Many years ago, I remember playing with a low-tech exhibit at the Franklin Institute in Philadelphia that was the best illustration of how sample size can affect the outcome of a poll.
My memory may not be entirely accurate on this, but the concept is simple. There was a box that contained 100 marbles: 45 red marbles and 55 blue marbles. You would tilt the box so that all the marbles ran to the top. Then, you would tilt the box the other way. As the marbles rolled to the bottom, 10 were captured in little cups — while the rest fell to the bottom. Sometimes, the cups captured more red marbles than blue marbles. Other times, the blue marbles far exceeded the number of red marbles. Do it enough times, and the blue marbles will eventually win.

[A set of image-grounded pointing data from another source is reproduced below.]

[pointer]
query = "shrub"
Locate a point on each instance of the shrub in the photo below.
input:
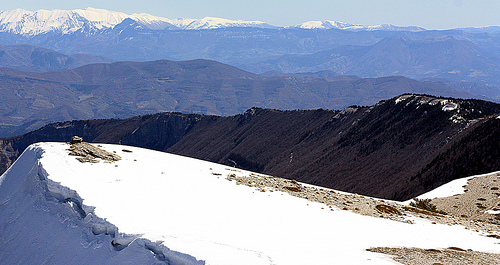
(425, 204)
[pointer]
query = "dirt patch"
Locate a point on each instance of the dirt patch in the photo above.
(449, 256)
(88, 153)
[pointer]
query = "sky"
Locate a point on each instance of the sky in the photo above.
(430, 14)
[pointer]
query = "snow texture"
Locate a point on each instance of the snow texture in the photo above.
(55, 209)
(451, 188)
(31, 23)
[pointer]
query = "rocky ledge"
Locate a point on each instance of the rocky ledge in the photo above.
(87, 152)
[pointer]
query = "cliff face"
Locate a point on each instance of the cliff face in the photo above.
(395, 149)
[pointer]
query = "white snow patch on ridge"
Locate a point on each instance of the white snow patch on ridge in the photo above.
(31, 23)
(186, 205)
(24, 22)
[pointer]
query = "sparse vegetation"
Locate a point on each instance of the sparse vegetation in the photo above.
(387, 209)
(425, 204)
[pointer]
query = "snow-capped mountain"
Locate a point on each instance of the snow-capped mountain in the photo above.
(329, 24)
(30, 23)
(149, 207)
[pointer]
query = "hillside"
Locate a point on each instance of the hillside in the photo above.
(395, 149)
(442, 57)
(151, 207)
(36, 59)
(254, 45)
(29, 100)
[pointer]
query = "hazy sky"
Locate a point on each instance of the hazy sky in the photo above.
(430, 14)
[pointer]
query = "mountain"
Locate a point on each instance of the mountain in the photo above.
(446, 58)
(395, 149)
(142, 37)
(124, 89)
(92, 20)
(35, 59)
(329, 24)
(150, 208)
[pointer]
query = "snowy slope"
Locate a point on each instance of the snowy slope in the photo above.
(329, 24)
(185, 204)
(31, 23)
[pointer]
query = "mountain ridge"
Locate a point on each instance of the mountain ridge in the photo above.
(395, 149)
(126, 89)
(68, 21)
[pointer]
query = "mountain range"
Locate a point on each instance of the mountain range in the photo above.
(469, 54)
(31, 23)
(395, 149)
(30, 100)
(144, 207)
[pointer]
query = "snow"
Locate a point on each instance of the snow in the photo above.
(66, 21)
(329, 24)
(31, 23)
(449, 189)
(184, 204)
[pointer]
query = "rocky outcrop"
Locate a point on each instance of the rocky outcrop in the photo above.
(86, 152)
(396, 149)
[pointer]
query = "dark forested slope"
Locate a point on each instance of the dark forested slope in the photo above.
(396, 149)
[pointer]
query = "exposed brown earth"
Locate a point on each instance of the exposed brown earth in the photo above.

Nate Cohn draws a comparison between polls and the national pastime in the New York Times:
It’s a lot like baseball. Even great baseball players go 0 for 4 in a game — or have rough stretches for weeks on end. On the other end might be a few multi-hit nights with extra-base hits, or a spectacular few weeks.
Sometimes, these rough stretches or hot streaks really do indicate changes in the underlying ability of a player. More often, they are just part of the noise inevitable with small samples. Taking more polls is like watching more at-bats, and you need many if you want to be confident about whether a candidate is ahead or tied.
That’s why baseball is a statistician’s favorite sport; it has a large sample size. Thirty teams each play 162 games in the regular season for a total of 2,430 contests. As the wins and losses converge toward the mean, the best teams win about 60 percent of their games and the worst teams win about 40 percent.
So be wary of placing your faith and trust in the poll du jour. It’s a long season.